Scalable and Green Multimodal Alignment: Advancing MoReS for Low-Carbon Visual Language Models

50000

Awarded Resources (in node hours)

Leonardo BOOSTER

System Partition

June 2025 - May 2026

Allocation Period

AI Technology: Natural Language Processing; Vision (image recognition, image generation, text recognition OCR, etc.).

This project aims to advance the frontier of efficient multimodal alignment through the continued development of Modality Linear Representation-Steering (MoReS)—a lightweight, scalable fine-tuning framework for visual instruction tuning in Multimodal Large Language Models (MLLMs).

MoReS has already demonstrated the ability to match state-of-the-art performance while using over 500× fewer trainable parameters than conventional methods, presenting a promising path toward eco-efficient, high-performing MLLMs.

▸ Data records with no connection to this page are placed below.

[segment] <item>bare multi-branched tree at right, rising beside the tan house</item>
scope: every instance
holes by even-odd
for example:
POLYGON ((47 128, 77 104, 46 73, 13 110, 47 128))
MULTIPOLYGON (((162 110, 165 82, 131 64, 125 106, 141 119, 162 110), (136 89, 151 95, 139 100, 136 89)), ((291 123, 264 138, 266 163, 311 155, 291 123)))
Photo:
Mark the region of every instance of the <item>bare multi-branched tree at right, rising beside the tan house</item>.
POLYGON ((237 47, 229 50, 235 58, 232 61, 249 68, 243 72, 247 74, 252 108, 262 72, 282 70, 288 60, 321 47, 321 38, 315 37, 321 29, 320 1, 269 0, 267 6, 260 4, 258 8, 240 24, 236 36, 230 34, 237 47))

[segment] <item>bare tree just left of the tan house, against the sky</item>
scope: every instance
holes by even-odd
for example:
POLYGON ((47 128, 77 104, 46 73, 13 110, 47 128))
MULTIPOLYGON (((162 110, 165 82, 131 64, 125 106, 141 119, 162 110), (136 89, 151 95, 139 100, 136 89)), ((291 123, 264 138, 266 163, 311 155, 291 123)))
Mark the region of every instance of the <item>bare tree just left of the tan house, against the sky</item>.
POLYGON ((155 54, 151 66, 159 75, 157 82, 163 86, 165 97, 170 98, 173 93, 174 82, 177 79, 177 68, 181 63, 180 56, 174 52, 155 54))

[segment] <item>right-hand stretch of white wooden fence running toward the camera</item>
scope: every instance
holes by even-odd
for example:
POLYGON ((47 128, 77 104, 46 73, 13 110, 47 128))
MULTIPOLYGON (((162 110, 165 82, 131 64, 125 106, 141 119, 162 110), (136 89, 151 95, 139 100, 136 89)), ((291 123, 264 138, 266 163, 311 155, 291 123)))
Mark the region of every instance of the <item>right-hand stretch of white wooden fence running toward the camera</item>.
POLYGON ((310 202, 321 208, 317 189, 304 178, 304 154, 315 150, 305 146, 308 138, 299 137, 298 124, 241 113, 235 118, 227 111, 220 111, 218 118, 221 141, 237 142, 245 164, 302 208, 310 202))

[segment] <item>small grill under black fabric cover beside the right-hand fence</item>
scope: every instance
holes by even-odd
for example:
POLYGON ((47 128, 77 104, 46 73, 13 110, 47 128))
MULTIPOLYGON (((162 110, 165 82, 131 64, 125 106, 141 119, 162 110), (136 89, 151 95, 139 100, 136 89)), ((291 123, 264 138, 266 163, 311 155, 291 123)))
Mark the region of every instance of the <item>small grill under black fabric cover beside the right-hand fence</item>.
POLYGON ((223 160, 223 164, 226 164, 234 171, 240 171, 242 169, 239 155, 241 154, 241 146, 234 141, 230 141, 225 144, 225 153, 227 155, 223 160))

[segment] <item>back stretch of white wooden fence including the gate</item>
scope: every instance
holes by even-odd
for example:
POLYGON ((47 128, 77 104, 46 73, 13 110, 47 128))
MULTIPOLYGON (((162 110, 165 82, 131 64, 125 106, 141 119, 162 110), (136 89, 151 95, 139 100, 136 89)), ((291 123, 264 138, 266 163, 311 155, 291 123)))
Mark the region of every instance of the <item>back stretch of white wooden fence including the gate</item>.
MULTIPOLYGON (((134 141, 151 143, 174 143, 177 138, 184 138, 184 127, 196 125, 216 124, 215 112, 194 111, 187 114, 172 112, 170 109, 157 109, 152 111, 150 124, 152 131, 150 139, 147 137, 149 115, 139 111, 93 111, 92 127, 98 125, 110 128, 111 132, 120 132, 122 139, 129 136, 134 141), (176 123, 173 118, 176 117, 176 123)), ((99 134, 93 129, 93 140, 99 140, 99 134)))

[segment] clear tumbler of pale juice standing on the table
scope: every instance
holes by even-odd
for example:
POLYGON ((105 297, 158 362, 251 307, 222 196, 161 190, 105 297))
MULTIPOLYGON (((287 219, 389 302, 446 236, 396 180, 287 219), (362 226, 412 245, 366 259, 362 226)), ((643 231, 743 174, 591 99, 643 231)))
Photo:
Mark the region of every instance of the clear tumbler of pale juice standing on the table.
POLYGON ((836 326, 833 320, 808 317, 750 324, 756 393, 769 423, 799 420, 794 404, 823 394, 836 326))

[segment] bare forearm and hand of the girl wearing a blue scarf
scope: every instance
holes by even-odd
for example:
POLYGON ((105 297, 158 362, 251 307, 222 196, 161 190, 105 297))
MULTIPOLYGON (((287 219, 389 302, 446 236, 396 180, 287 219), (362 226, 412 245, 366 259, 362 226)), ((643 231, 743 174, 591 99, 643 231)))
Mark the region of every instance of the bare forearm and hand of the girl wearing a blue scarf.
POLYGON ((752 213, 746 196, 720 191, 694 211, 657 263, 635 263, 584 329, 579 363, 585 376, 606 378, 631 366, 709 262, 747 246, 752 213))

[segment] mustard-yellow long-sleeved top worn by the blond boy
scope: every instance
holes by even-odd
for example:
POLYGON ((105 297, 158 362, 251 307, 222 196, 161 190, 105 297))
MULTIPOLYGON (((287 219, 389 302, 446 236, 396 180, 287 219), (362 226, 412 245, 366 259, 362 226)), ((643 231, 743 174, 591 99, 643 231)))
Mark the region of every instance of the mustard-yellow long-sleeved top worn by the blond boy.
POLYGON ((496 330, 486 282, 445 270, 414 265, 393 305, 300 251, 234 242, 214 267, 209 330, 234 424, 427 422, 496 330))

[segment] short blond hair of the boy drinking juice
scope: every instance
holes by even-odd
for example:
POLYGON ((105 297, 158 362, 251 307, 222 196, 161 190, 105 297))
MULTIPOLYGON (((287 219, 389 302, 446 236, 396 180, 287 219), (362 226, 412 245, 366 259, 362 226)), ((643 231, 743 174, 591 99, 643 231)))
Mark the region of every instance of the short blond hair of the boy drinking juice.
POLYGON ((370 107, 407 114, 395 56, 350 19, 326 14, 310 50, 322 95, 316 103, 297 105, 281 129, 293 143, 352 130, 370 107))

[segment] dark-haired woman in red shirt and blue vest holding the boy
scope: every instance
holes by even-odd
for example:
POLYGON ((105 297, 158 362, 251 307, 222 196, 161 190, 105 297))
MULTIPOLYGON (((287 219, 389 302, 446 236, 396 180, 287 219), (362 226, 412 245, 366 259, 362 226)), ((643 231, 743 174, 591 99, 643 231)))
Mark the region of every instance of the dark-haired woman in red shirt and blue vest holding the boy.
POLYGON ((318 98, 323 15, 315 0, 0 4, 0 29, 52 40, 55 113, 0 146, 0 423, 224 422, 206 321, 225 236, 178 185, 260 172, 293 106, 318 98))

To scale this approach responsibly, the study proposes three research directions:

Non-linear and compositional representation steering to capture complex cross-modal semantics without increasing model size;
Cross-task and cross-model generalization, validating the robustness of MoReS across domains while minimizing redundant training cycles;
The development of GreenMLLM-Bench, a new suite of alignment diagnostics and token-level attribution tools to evaluate performance and energy efficiency jointly.

The research team's work is directly aligned with global efforts toward Green AI and sustainable computing.

Access to GPUs will allow us to perform controlled ablation studies, scaling experiments, and visual diagnostics under low-resource fine-tuning regimes, ultimately contributing to the design of low-carbon MLLMs for real-world deployment.